I am getting to the step of insulating my office area. I have R11 with paper barrier. I want to make it as air tight as possible. Can I put plastic also over the insulation?? what are the ramifications if I did??

Thanks and happy thanks giving


----------



## glennjanie (Nov 27, 2008)

Welcome SeattleDIY:
There should be no problem with the two vapor barriers going in the same place. I would rather have the plastic anyway. The problem would come when the vapor barriers are on opposite sides of the insulation because it would trap the vapor in the insulation making it of little or no effect.
Glenn


----------



## TaskBoy (Nov 28, 2008)

May I tag on here?

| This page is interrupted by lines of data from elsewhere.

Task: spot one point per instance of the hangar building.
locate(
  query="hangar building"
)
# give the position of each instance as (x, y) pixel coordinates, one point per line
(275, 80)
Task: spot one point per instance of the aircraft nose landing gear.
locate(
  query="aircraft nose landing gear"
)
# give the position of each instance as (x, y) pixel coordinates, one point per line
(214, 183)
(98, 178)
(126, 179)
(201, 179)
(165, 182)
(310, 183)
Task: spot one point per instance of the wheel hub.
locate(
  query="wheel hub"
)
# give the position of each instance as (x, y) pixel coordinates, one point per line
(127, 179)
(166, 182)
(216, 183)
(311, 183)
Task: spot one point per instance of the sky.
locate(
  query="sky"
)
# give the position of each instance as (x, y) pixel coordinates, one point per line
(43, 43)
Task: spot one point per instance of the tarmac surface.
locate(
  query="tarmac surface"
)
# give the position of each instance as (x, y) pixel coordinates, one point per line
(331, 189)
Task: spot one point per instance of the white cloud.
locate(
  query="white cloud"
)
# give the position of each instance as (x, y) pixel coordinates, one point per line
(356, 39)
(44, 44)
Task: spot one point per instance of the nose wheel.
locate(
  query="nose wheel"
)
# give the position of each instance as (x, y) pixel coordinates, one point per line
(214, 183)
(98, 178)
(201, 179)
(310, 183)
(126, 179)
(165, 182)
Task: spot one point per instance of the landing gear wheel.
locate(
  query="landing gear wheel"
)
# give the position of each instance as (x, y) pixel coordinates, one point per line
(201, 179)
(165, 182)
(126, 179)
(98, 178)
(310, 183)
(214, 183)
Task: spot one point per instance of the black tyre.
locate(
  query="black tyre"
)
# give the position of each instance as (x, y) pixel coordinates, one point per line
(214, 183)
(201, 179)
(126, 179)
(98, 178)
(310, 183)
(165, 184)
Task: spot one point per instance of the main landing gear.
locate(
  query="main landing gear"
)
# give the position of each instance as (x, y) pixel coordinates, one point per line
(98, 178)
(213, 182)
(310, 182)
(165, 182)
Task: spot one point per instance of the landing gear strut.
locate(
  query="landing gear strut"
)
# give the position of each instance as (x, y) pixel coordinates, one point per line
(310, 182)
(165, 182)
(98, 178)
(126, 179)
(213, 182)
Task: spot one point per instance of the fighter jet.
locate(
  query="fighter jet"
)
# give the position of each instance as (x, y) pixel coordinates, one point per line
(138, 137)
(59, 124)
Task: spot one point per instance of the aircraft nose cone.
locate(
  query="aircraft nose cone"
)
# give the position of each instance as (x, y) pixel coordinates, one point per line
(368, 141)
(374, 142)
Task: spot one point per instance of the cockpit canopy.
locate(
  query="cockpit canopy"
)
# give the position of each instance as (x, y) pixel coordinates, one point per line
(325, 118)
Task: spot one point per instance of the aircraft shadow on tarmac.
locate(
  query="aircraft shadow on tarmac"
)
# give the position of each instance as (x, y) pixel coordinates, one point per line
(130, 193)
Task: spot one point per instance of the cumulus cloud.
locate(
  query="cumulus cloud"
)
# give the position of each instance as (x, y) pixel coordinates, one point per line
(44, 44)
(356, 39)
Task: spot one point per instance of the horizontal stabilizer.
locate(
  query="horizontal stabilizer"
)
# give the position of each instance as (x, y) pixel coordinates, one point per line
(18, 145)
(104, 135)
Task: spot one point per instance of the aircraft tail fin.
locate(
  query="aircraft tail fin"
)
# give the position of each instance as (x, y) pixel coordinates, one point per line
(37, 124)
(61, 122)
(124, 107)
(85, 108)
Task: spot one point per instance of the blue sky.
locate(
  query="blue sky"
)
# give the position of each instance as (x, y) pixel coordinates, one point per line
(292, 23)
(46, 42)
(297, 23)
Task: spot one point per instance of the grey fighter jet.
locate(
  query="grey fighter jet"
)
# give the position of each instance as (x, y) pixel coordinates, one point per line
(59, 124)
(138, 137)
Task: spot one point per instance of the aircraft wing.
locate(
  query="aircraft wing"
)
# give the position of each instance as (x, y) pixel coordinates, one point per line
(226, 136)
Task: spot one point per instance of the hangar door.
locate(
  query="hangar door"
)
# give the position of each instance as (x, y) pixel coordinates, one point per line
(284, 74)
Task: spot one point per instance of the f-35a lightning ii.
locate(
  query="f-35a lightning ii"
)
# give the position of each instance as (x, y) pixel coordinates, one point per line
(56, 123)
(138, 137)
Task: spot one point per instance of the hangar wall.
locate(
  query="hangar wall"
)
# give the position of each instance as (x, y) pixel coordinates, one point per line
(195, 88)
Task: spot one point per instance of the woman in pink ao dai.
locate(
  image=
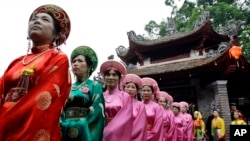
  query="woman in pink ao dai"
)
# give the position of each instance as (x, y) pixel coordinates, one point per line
(132, 84)
(154, 112)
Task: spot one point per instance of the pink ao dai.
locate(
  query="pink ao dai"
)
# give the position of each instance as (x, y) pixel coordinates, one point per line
(188, 126)
(139, 131)
(179, 127)
(119, 113)
(154, 121)
(169, 125)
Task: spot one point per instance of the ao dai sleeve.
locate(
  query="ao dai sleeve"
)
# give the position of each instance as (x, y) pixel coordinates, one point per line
(157, 131)
(96, 116)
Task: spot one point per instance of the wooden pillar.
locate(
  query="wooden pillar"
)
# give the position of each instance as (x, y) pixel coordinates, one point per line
(222, 102)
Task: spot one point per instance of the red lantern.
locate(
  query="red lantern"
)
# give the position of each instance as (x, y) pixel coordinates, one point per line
(236, 52)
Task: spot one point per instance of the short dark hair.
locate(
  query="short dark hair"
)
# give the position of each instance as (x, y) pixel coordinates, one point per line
(55, 23)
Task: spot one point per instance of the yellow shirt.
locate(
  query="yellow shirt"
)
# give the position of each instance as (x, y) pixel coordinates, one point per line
(218, 123)
(238, 122)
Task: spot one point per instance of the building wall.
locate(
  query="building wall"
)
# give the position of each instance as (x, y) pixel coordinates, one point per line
(205, 97)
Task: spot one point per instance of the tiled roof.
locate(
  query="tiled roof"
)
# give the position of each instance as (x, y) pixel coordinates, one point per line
(175, 66)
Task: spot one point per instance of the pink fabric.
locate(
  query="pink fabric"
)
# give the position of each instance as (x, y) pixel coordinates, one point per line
(132, 78)
(147, 81)
(154, 120)
(188, 126)
(169, 125)
(120, 110)
(112, 64)
(139, 131)
(179, 127)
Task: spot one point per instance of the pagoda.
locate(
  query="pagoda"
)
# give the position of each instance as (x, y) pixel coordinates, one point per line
(203, 67)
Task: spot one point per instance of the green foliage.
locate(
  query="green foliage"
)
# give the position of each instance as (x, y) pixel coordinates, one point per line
(221, 12)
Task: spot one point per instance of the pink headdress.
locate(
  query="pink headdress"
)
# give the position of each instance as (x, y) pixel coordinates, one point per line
(146, 81)
(132, 78)
(165, 95)
(176, 104)
(112, 64)
(184, 104)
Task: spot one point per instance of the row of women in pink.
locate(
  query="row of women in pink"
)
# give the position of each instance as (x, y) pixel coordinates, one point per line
(126, 118)
(183, 122)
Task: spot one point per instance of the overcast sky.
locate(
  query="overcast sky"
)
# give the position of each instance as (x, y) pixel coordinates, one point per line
(100, 24)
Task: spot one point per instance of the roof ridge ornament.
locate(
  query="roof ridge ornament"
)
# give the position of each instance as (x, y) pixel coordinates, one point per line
(170, 27)
(232, 28)
(121, 50)
(204, 17)
(132, 36)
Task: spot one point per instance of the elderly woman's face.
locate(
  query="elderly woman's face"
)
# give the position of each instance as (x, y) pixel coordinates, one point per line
(131, 89)
(80, 67)
(175, 110)
(111, 79)
(147, 93)
(163, 102)
(41, 28)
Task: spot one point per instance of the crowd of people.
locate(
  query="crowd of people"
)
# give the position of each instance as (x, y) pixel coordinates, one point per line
(38, 101)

It's kind of related...Is it ok to put Tyvek over existing 35 yr. old building paper or should the old paper be removed?


----------



## glennjanie (Nov 28, 2008)

Hello TaskBoy:
Its still in the same layer just as Seattle's vapor barrier will be. There should be no problem.
Glenn


----------



## travelover (Nov 28, 2008)

Isn't Tyvek permeable to vapor but water proof? It is typically just under the siding , but away from the warm side of the insulation where the true vapor barrier resides. So doubling up here shouldn't be an issue.


----------



## Square Eye (Nov 30, 2008)

Well, actually... You should never double a vapor barrier. When a wall does get wet, you could end up with moisture between the vapor barriers and it _will_ mold before it dries. This has been an issue for homes with insulated foam board on the exterior and a vapor barrier inside. This is also the reason we don't use plastic on the exterior side of the walls. Just a few cuts in the paper from top to bottom will break the vapor barrier OR remove the paper completely. 
If you want to use the paper and skip the plastic all together, tape the insulation at cuts and joints. Make sure the drywall will seal the paper to the studs and plates and caulk the bottom plate to the floor. Use tape around windows and gaskets on electrical cover plates. Make sure your weather strips on your exterior doors are sealing properly and caulk the brick moulding to the siding or use a flashing tape around windows and doors before siding.


----------



## SPISurfer (Dec 1, 2008)

Hey Square:
I have a couple of caulking issues.

1.  What type of caulk do you use between brick and siding?  I read somewhere to use polyurethane.  Is this correct?

2.  We need to recaulk on the outside of the aluminum windows to brick- acrylic caulk?


----------